Spongy bone has “holes” filled with red bone marrow, that produces red & white blood cells & platelets. Bone gets it’s hardness from an extracellular layer of inorganic salts - calcium & phosphorus (2:1 ratio). Bone cells are well supplied with blood vessels to ensure oxygen & nutrient delivery. Bones cells are responsible for constant bone turnover, growth & repair: – Osteoblasts (bone forming); – Osteocytes (mature osteoblasts – responsible for nutrient exchange); – Osteoclasts (digest bone matrix, releasing Ca & P. Important in bone remodelling & providing a source of Ca when necessary).

Bones grow in length & girth. Maturation of bone occurs when the epiphyseal growth plates have closed. Depending on the bone, growth plates can close from 9 months – 3.5 years +. Any bone growth other than lengthening, is called modelling. Modelling = ↑ in bone mass (hypertrophy).

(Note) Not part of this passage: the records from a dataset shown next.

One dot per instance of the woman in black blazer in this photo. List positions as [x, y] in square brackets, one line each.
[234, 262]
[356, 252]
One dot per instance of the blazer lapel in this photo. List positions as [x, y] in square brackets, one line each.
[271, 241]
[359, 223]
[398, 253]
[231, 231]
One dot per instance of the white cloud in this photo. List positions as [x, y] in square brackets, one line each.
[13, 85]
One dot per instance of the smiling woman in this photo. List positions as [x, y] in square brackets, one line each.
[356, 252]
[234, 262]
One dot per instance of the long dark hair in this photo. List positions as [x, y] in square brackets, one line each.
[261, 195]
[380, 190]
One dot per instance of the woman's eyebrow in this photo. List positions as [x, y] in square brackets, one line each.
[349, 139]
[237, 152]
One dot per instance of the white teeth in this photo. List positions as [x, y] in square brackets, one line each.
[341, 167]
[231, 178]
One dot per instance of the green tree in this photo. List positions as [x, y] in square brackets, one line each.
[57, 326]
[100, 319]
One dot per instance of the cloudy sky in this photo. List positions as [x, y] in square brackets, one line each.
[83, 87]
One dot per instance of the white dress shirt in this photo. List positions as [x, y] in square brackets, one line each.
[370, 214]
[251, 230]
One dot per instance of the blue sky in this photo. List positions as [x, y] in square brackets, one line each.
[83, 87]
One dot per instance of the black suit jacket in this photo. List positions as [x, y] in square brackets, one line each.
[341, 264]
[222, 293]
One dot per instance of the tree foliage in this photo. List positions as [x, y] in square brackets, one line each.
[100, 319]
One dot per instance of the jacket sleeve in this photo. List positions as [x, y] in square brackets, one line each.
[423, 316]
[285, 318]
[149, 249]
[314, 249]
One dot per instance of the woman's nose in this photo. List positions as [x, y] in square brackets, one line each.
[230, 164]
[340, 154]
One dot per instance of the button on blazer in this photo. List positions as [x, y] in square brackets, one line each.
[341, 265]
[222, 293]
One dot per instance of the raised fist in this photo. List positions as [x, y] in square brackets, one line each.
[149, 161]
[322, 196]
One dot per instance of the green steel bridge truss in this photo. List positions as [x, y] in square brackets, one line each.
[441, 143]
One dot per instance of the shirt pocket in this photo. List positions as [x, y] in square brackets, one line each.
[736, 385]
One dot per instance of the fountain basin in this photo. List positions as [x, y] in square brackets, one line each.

Properties of bone Bone is dynamic & adaptable to an extent. Some adjustments in size & shape can be made by remodelling. Rebuilding takes longer than removal → ↓ bone density. During growth, bone formation exceeds resorption → ↑ skeletal mass. Mature horses have a high rate of remodelling (bone turnover) (max. rate at 2-3 years). 50% of the skeleton is replaced by 3 yrs.

Remodelling may leave the horse weaker (↓ mineral density for several months), but is required for: – Bone repair; – Improvement / adaptation of poor original growth; – Calcium homeostasis. Bone quantity & quality is important. Bone quantity (cannon circumference) is often observed as a factor in assessing conformation. Used as an indication of weight carrying potential. Compromise: – High bone mass = slower; – Need for sufficient bone mass to avoid fractures.

Bone quality is important. Bone strength is related to bone mass, density, shape & internal composition. Bone needs some loading to maintain its mass. Bone shows elastic behaviour (returns to original shape when stress is removed) with a range of applied stresses. Bone can show inelastic behaviour (does not return to form – deformed) at certain levels of applied stress. Magnitude, rate of application of applied stress & previous level of conditioning will all determine the bone’s response. There is no easy way to measure how hard the skeleton is working.

Your turn... In pairs you will research responses to exercise. Use the internet & the book ‘Marlin & Nankervis, Equine Exercise Physiology’. Present 1 side of A4 as a handout for the rest of the class on the following: – The responses of bone to training; – The responses of cartilage to training; – Training bone in practical terms; – The responses of tendons to training.

Revision - skeleton 1.What is the function of tendons? 2.What is the function of ligaments? 3.Describe the structure of bone. 4.Name and explain the different types of bone cells. 5.What are “growth plates”? 6.What is “bone remodelling”?